Advanced Trenching Techniques for Diaphragm Wall Construction

Introduction

Trenching is the most critical process in diaphragm wall construction, often accounting for over half of the total construction time. Optimizing trenching operations is key to improving efficiency and ensuring quality. With increasing demands for productivity, new equipment and methods continue to evolve.
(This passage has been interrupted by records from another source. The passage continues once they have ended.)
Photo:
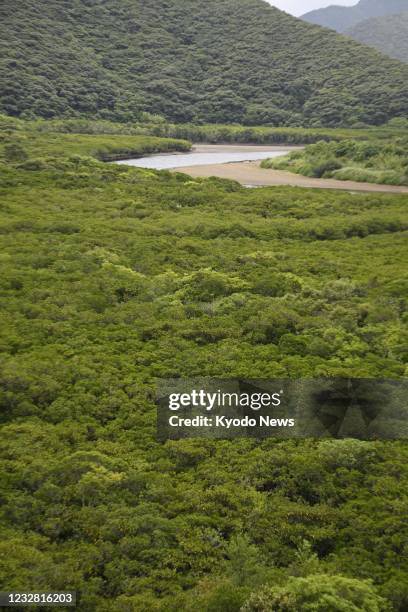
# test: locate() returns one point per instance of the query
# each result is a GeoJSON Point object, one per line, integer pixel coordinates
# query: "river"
{"type": "Point", "coordinates": [242, 163]}
{"type": "Point", "coordinates": [205, 155]}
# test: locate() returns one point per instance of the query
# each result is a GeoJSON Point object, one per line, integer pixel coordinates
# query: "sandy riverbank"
{"type": "Point", "coordinates": [250, 173]}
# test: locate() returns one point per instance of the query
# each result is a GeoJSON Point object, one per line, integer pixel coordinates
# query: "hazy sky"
{"type": "Point", "coordinates": [299, 7]}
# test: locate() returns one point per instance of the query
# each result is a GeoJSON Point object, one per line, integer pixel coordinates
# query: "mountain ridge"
{"type": "Point", "coordinates": [190, 62]}
{"type": "Point", "coordinates": [341, 18]}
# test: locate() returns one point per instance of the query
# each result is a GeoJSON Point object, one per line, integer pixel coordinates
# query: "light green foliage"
{"type": "Point", "coordinates": [112, 277]}
{"type": "Point", "coordinates": [317, 593]}
{"type": "Point", "coordinates": [374, 161]}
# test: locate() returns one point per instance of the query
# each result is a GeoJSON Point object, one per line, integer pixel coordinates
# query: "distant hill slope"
{"type": "Point", "coordinates": [222, 61]}
{"type": "Point", "coordinates": [387, 34]}
{"type": "Point", "coordinates": [341, 18]}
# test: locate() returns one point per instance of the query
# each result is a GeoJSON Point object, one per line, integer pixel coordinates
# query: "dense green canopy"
{"type": "Point", "coordinates": [112, 277]}
{"type": "Point", "coordinates": [387, 34]}
{"type": "Point", "coordinates": [215, 61]}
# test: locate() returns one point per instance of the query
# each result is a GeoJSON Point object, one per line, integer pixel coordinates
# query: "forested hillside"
{"type": "Point", "coordinates": [215, 61]}
{"type": "Point", "coordinates": [341, 18]}
{"type": "Point", "coordinates": [387, 34]}
{"type": "Point", "coordinates": [112, 277]}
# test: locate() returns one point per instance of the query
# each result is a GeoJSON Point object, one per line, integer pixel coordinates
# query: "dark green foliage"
{"type": "Point", "coordinates": [113, 277]}
{"type": "Point", "coordinates": [217, 61]}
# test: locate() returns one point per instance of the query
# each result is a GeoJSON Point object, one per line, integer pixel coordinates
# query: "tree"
{"type": "Point", "coordinates": [317, 593]}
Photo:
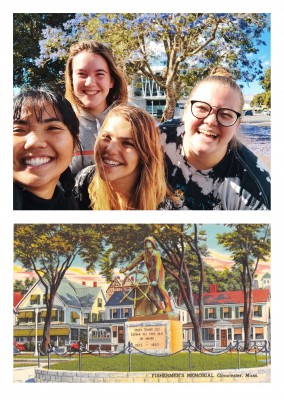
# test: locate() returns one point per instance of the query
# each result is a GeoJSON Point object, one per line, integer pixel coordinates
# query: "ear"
{"type": "Point", "coordinates": [111, 85]}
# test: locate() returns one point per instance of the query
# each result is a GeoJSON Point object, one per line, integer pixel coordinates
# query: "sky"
{"type": "Point", "coordinates": [264, 55]}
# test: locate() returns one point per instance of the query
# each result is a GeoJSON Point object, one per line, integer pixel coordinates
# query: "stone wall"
{"type": "Point", "coordinates": [252, 375]}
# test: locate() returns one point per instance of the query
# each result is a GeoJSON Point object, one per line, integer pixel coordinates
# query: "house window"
{"type": "Point", "coordinates": [208, 334]}
{"type": "Point", "coordinates": [259, 333]}
{"type": "Point", "coordinates": [238, 334]}
{"type": "Point", "coordinates": [35, 299]}
{"type": "Point", "coordinates": [94, 317]}
{"type": "Point", "coordinates": [210, 313]}
{"type": "Point", "coordinates": [61, 315]}
{"type": "Point", "coordinates": [127, 312]}
{"type": "Point", "coordinates": [257, 311]}
{"type": "Point", "coordinates": [229, 334]}
{"type": "Point", "coordinates": [86, 318]}
{"type": "Point", "coordinates": [114, 331]}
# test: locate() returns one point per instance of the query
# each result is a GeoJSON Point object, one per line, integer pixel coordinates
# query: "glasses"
{"type": "Point", "coordinates": [225, 116]}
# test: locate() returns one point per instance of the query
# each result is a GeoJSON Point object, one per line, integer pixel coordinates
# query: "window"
{"type": "Point", "coordinates": [208, 334]}
{"type": "Point", "coordinates": [94, 317]}
{"type": "Point", "coordinates": [238, 334]}
{"type": "Point", "coordinates": [259, 333]}
{"type": "Point", "coordinates": [257, 311]}
{"type": "Point", "coordinates": [226, 312]}
{"type": "Point", "coordinates": [86, 318]}
{"type": "Point", "coordinates": [114, 331]}
{"type": "Point", "coordinates": [210, 313]}
{"type": "Point", "coordinates": [35, 299]}
{"type": "Point", "coordinates": [229, 334]}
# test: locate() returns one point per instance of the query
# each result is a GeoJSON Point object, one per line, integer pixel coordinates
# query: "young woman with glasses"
{"type": "Point", "coordinates": [205, 161]}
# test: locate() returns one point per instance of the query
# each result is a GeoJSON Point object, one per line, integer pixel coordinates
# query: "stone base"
{"type": "Point", "coordinates": [155, 334]}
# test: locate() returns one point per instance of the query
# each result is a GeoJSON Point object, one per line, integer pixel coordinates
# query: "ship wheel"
{"type": "Point", "coordinates": [135, 286]}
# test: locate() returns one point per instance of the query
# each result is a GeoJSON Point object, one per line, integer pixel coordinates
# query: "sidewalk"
{"type": "Point", "coordinates": [24, 375]}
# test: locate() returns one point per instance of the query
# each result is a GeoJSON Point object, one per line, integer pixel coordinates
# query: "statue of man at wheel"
{"type": "Point", "coordinates": [156, 272]}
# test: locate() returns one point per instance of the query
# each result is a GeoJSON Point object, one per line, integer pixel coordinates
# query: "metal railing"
{"type": "Point", "coordinates": [238, 347]}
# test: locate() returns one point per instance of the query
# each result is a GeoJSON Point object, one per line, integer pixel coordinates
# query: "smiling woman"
{"type": "Point", "coordinates": [129, 172]}
{"type": "Point", "coordinates": [205, 161]}
{"type": "Point", "coordinates": [45, 132]}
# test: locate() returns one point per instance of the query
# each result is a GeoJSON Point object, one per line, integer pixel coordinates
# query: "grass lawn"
{"type": "Point", "coordinates": [178, 362]}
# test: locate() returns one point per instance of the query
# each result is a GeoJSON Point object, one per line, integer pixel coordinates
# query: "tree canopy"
{"type": "Point", "coordinates": [264, 99]}
{"type": "Point", "coordinates": [186, 45]}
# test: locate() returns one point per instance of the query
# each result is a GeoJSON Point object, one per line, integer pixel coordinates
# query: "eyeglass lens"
{"type": "Point", "coordinates": [225, 116]}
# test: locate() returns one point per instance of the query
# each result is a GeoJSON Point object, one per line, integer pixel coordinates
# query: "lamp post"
{"type": "Point", "coordinates": [36, 318]}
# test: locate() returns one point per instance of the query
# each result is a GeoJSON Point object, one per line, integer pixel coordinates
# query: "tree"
{"type": "Point", "coordinates": [49, 250]}
{"type": "Point", "coordinates": [23, 286]}
{"type": "Point", "coordinates": [182, 254]}
{"type": "Point", "coordinates": [264, 99]}
{"type": "Point", "coordinates": [187, 45]}
{"type": "Point", "coordinates": [27, 31]}
{"type": "Point", "coordinates": [249, 243]}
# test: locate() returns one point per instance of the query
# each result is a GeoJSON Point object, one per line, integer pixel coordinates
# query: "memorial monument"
{"type": "Point", "coordinates": [155, 328]}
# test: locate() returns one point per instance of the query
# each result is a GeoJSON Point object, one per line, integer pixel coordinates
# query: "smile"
{"type": "Point", "coordinates": [208, 134]}
{"type": "Point", "coordinates": [37, 161]}
{"type": "Point", "coordinates": [91, 92]}
{"type": "Point", "coordinates": [112, 163]}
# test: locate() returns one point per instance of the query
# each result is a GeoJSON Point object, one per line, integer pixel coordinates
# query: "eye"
{"type": "Point", "coordinates": [227, 114]}
{"type": "Point", "coordinates": [128, 143]}
{"type": "Point", "coordinates": [17, 130]}
{"type": "Point", "coordinates": [106, 138]}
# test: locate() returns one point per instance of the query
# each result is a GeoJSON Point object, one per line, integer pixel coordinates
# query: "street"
{"type": "Point", "coordinates": [24, 375]}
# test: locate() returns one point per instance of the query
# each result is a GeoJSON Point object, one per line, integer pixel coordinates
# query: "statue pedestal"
{"type": "Point", "coordinates": [154, 334]}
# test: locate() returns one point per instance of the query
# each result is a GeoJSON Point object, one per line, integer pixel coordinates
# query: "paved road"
{"type": "Point", "coordinates": [24, 375]}
{"type": "Point", "coordinates": [258, 119]}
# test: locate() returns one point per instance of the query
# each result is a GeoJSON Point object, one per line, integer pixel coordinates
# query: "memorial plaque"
{"type": "Point", "coordinates": [148, 337]}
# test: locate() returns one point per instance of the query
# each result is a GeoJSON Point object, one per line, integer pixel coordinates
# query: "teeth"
{"type": "Point", "coordinates": [91, 92]}
{"type": "Point", "coordinates": [208, 133]}
{"type": "Point", "coordinates": [111, 162]}
{"type": "Point", "coordinates": [37, 161]}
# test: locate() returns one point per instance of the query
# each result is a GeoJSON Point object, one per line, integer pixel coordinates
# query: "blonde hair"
{"type": "Point", "coordinates": [221, 75]}
{"type": "Point", "coordinates": [151, 188]}
{"type": "Point", "coordinates": [118, 93]}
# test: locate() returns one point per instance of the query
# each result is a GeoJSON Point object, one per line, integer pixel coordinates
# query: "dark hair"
{"type": "Point", "coordinates": [118, 93]}
{"type": "Point", "coordinates": [221, 75]}
{"type": "Point", "coordinates": [35, 99]}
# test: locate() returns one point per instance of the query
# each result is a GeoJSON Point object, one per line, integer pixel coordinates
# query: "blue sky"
{"type": "Point", "coordinates": [264, 55]}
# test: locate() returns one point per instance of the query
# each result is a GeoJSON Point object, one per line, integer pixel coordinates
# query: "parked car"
{"type": "Point", "coordinates": [20, 346]}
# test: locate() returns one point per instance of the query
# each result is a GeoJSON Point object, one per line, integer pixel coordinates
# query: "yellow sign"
{"type": "Point", "coordinates": [148, 337]}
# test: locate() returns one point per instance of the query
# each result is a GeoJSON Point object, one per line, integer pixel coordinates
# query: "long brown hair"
{"type": "Point", "coordinates": [151, 188]}
{"type": "Point", "coordinates": [118, 93]}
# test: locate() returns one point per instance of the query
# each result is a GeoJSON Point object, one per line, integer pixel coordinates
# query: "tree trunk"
{"type": "Point", "coordinates": [171, 100]}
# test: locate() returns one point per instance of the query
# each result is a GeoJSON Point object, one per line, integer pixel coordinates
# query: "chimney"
{"type": "Point", "coordinates": [213, 288]}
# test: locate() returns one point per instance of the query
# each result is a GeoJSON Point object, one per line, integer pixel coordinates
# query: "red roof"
{"type": "Point", "coordinates": [233, 297]}
{"type": "Point", "coordinates": [17, 298]}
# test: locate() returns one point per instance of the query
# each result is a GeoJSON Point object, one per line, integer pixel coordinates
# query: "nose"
{"type": "Point", "coordinates": [112, 146]}
{"type": "Point", "coordinates": [35, 140]}
{"type": "Point", "coordinates": [89, 81]}
{"type": "Point", "coordinates": [212, 117]}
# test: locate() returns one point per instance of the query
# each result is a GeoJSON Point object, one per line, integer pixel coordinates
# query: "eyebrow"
{"type": "Point", "coordinates": [45, 121]}
{"type": "Point", "coordinates": [120, 138]}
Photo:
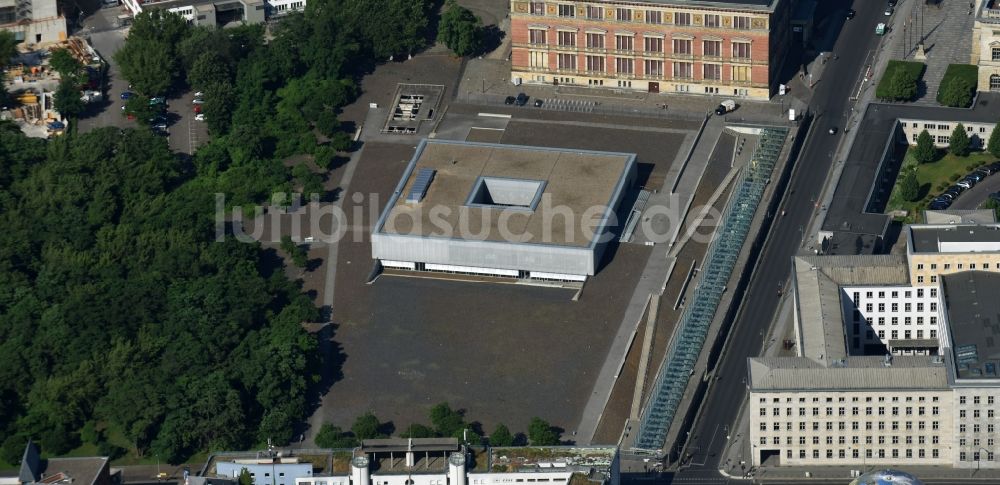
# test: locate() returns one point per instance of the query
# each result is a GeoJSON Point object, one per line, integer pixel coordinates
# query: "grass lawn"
{"type": "Point", "coordinates": [933, 177]}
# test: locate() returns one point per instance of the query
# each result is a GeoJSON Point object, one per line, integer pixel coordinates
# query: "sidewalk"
{"type": "Point", "coordinates": [866, 95]}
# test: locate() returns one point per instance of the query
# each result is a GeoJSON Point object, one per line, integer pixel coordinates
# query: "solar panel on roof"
{"type": "Point", "coordinates": [420, 185]}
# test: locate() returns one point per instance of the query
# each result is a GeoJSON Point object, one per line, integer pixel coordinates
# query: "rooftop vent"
{"type": "Point", "coordinates": [420, 185]}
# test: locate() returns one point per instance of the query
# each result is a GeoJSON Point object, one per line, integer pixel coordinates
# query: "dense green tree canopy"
{"type": "Point", "coordinates": [925, 151]}
{"type": "Point", "coordinates": [959, 142]}
{"type": "Point", "coordinates": [460, 30]}
{"type": "Point", "coordinates": [994, 143]}
{"type": "Point", "coordinates": [118, 305]}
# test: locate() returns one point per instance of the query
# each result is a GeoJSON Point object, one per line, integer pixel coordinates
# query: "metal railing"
{"type": "Point", "coordinates": [584, 106]}
{"type": "Point", "coordinates": [684, 349]}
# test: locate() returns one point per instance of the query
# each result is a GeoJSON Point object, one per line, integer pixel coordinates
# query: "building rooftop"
{"type": "Point", "coordinates": [756, 4]}
{"type": "Point", "coordinates": [956, 216]}
{"type": "Point", "coordinates": [954, 238]}
{"type": "Point", "coordinates": [818, 279]}
{"type": "Point", "coordinates": [973, 320]}
{"type": "Point", "coordinates": [852, 373]}
{"type": "Point", "coordinates": [76, 471]}
{"type": "Point", "coordinates": [507, 193]}
{"type": "Point", "coordinates": [569, 458]}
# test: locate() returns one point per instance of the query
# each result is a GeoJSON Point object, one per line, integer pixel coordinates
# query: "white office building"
{"type": "Point", "coordinates": [886, 372]}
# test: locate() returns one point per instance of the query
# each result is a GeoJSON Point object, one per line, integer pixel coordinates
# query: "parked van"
{"type": "Point", "coordinates": [725, 107]}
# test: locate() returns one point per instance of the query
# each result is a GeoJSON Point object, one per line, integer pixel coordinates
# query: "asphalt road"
{"type": "Point", "coordinates": [975, 196]}
{"type": "Point", "coordinates": [830, 103]}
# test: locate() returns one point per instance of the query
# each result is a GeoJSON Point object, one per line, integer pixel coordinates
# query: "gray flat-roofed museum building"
{"type": "Point", "coordinates": [503, 210]}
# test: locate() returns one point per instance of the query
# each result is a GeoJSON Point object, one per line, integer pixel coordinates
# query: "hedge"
{"type": "Point", "coordinates": [967, 72]}
{"type": "Point", "coordinates": [884, 88]}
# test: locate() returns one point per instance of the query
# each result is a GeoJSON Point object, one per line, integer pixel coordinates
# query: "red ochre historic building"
{"type": "Point", "coordinates": [724, 47]}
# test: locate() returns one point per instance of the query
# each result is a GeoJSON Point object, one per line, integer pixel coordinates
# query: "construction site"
{"type": "Point", "coordinates": [32, 84]}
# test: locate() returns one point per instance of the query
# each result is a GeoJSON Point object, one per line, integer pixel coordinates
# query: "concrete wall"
{"type": "Point", "coordinates": [267, 474]}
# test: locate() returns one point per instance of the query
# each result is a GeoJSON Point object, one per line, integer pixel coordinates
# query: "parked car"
{"type": "Point", "coordinates": [725, 107]}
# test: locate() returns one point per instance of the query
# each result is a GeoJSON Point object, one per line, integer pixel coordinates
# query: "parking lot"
{"type": "Point", "coordinates": [185, 134]}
Primary Trenching Methods & Equipment

1. Grab Bucket Trenching Method

Grab bucket trenching machines have become the dominant equipment for diaphragm wall construction in China, with over 100 units in operation (mostly imported).

Types of Grab Buckets:

• Wire rope grab buckets

• Hydraulic guide wall grab buckets

• Kelly bar grab buckets

• Hybrid grab buckets

Operation Principle:

The bucket cuts soil with its teeth, collects the material, and lifts it out of the trench for disposal. This cycle repeats until the desired depth is achieved.

Applications:

Widely used in construction and subway projects in major cities like Beijing, Shanghai, Tianjin, and Guangzhou. Notable projects include:

• Beijing National Grand Theatre

• Shanghai Jinmao Tower

• Tianjin Hongji Building

• Nanjing Xinjiekou Metro Station

• Shanghai World Financial Center

Technical Specifications:

• Slot width: 3.8-7.2m

• Single grab width: ~2.4m (maximum bucket opening)

Advantages:

• Low noise and vibration

• High efficiency

• Advanced models feature real-time inclination monitoring (accuracy up to 1/300)

Limitations:

• Restricted in hard strata

• Requires complementary methods for complete operation

Major Manufacturers:

• Italy: Soilmec, Casagrande

• Germany: Bauer, Liebherr, Leffer, Wirth

• Japan: Masago

2. Impact Drilling Trenching Method

One of the earliest diaphragm wall construction methods, still valuable when combined with modern techniques.

Variants:

• Conventional impact drilling (drill-split method)

• Impact reverse circulation (drill-suction method)

Applications:

Effective in complex strata with boulders and hard rock. Used in:

• Yangtze River Three Gorges Project

• Runyang Yangtze River Bridge

• Record depth: 101m (Yele Hydropower Station, Sichuan)

Advantages:

• Simple equipment

• Low cost

• Excellent for hard formations

Disadvantages:

• Low efficiency

• Moderate quality

Equipment Models:

• YKC series

• CZ-22/30

• CJF/CIS series

3. Rotary Drilling Trenching Method

Vertical Shaft Rotary Drilling:

a) Single-axis: For pilot holes
b) Multi-axis: For trench excavation

Horizontal Shaft (Cutter Machines):

The most advanced trenching equipment with two rotating wheels.

Cutter Machine Advantages:

• Exceptional strata adaptability (including 200MPa rock)

• High efficiency (20-40m³/hr in sediment)

• Precision (1/1000-2/1000 verticality)

• Deep trench capability (up to 150m)

• Automated operation with real-time monitoring

Limitations:

• High equipment cost

• Sensitive to obstructions like boulders

Notable Projects:

• Three Gorges Project

• Shenzhen Metro

• Nanjing Zifeng Tower

• Shanghai World Expo 500kV Substation

Manufacturers:

• Germany: Bauer (BC series)

• France: HF series

• Italy: Casagrande (K3/HM)

• Japan: TBW, EM/EMX

Innovative Trenching Combinations

Hybrid Methods for Complex Strata:

1. Grab-Impact Combination:

   • Impact drills main holes

   • Grab clears between holes

   • Efficiency improvement: 1-3x

2. Drill-Grab Combination:

   • Pilot holes are drilled first

   • Grab removes intermediate material

3. Cutter-Based Combinations:

   • Grab-Cutter: Soft upper layers with a cutter for hard strata

   • Drill-Cutter: For varied geological conditions

   • Cutter-Impact: For extremely hard formations

Specialized Techniques:

• Milling Joints: Creates superior wall connections

• H-beam Joints: For structural continuity

Conclusion

As urban underground construction grows more complex, combining trenching methods delivers optimal results in efficiency, cost, and quality. Advanced cutter machines, despite higher initial costs, offer unparalleled performance in challenging conditions and are poised to become standard equipment for demanding projects.

The evolution from single-method approaches to integrated solutions reflects the industry’s response to increasingly difficult construction environments, ensuring diaphragm walls remain a reliable choice for deep excavations and foundation support.